Эльза вышла из дома через полчаса, громыхая по гравийной дорожке чемоданом. Завидев плашку такси, прибавила шагу и едва не задела калиткой сухопарого мужчину, выскочившего прямо ей навстречу.
— Эльза?
— Да, — она глянула на мужчину пристальнее и сконфужено отвела взгляд. Глубокий квадратный вырез свитера, обнажающий выпирающие ключицы и костлявую грудь, усыпанную родинками, смотрелся особенно нарочито в конце ноября. Сектант, прихожанин церкви второго пришествия.
— Меня зовут Марк. Твой отец попросил меня зайти, — глаза невнятного болотного цвета жадно ощупывали ее, словно диковинку.
— Он на работе. Приходите вечером, мама тоже будет дома, они теперь не пропускают семейные ужины, — Эльза вручила чемодан таксисту, открыла заднюю дверку, но Марк захлопнул ее и положил руку на ладонь девушки.
— Он хотел, чтобы я поговорил с тобой. Я пастырь церкви второго пришествия, мне стало известно, что ты отвергаешь бесценный дар от одного из вечных…
— Я этого подарка не просила, — ответила Эльза, выдернув пальцы из-под липкой ладони пастыря.
Он придвинулся к ней совсем близко, она чувствовала кислый запах его пота, биение сердца, быстрое, как у птички.
— Ты не понимаешь его ценности, — изо рта пастыря пахнуло луком.
— Вы лучше шею шарфом замотайте, — огрызнулась Эльза, — чем лук жрать.
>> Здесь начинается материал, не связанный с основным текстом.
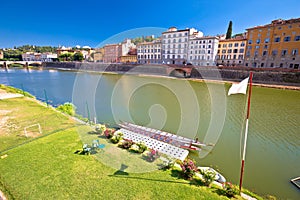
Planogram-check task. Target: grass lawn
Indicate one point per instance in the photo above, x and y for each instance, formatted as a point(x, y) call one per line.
point(18, 113)
point(47, 168)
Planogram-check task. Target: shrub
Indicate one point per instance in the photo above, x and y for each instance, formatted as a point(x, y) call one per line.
point(116, 137)
point(230, 190)
point(138, 147)
point(109, 132)
point(67, 108)
point(152, 155)
point(100, 128)
point(208, 177)
point(126, 144)
point(189, 168)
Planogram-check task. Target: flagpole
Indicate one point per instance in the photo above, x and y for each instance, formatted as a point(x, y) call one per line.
point(246, 132)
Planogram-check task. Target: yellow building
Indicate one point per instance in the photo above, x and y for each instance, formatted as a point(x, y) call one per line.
point(99, 55)
point(274, 45)
point(231, 51)
point(128, 59)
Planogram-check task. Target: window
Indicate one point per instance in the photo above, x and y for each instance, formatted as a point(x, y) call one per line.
point(264, 53)
point(295, 52)
point(287, 38)
point(283, 52)
point(267, 40)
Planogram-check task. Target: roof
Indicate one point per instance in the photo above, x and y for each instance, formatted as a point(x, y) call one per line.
point(277, 22)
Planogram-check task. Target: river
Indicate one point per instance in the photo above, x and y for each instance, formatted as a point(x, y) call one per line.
point(193, 109)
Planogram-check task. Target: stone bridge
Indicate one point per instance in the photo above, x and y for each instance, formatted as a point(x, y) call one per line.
point(5, 64)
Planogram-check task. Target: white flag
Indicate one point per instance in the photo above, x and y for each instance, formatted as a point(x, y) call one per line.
point(239, 87)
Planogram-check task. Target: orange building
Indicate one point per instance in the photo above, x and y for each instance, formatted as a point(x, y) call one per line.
point(231, 51)
point(274, 45)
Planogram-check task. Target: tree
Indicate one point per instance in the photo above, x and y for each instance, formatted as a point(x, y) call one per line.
point(229, 30)
point(78, 56)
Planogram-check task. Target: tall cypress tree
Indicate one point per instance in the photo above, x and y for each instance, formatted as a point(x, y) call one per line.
point(229, 30)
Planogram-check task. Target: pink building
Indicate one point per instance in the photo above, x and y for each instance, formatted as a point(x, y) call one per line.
point(112, 53)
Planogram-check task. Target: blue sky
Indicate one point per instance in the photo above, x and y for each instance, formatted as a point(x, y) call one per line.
point(90, 22)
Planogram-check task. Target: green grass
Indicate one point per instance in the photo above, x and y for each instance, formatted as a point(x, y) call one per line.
point(47, 168)
point(22, 112)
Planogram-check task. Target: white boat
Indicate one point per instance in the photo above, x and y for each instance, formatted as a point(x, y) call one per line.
point(179, 141)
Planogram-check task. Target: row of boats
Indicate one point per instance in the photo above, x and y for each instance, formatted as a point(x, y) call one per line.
point(175, 140)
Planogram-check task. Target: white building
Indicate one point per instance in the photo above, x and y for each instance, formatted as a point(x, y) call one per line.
point(175, 45)
point(149, 52)
point(44, 57)
point(203, 50)
point(126, 45)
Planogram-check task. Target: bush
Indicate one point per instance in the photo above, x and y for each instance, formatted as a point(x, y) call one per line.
point(117, 136)
point(67, 108)
point(126, 144)
point(109, 132)
point(100, 128)
point(138, 147)
point(230, 190)
point(208, 177)
point(189, 168)
point(152, 155)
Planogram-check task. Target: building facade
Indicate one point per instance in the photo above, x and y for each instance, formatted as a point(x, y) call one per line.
point(231, 52)
point(98, 55)
point(203, 51)
point(112, 53)
point(274, 45)
point(44, 57)
point(175, 45)
point(149, 52)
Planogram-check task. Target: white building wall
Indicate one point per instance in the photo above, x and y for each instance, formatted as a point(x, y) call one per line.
point(149, 52)
point(203, 51)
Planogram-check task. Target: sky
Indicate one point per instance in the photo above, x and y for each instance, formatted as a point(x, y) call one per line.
point(95, 22)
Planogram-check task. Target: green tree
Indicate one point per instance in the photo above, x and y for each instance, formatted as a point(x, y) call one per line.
point(229, 31)
point(78, 56)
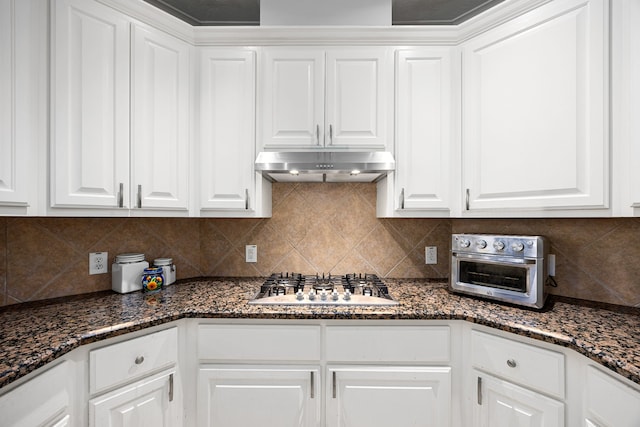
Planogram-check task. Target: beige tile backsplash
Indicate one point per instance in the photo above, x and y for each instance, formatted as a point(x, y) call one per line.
point(330, 228)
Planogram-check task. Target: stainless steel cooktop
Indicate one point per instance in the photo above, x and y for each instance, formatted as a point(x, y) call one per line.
point(299, 289)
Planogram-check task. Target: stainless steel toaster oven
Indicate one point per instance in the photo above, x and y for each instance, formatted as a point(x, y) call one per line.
point(505, 268)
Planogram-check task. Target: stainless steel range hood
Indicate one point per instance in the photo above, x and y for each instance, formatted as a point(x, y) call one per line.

Простудитесь, охрипнете — как будете пастве свою туфту толкать?
Она оттолкнула его и села в машину, а пастырь остался у калитки. Коротко стриженная седая голова на тощей шее, торчащей из расстегнутого пальто, повернулась вслед такси, и Эльза почти физически ощутила волну ярости, исходящую от этого тщедушного человечка.
Она могла смириться с психологом, на кушетке которого так удобно лежать, но зачем было подсылать к ней этого клоуна? До того, как проклятый вампир укусил ее, отец не называл сектантов иначе, чем голошеими идиотами. Теперь, выходит, они подходящая компания для его дочери. Или скорее для той, что была его дочерью. Ведь своего ребенка родители потеряли.
— Вам куда? — спросил водитель, глянув на нее в зеркало заднего вида.
Эльза нашла сообщение Кости в телефоне, назвала адрес.
Она сидела на заднем сиденье такси, глядя на пролетающие дома, мокрые снежинки таяли на стекле, сбегая вниз косыми ручейками. В машине пахло кожей, сигаретным дымом, едва уловимым запахом рвоты и звериным потом. В остром ухе таксиста болталась круглая зеленая бирка, похожая на мелкое дикое яблочко. Интересно, в какого зверя он превращается?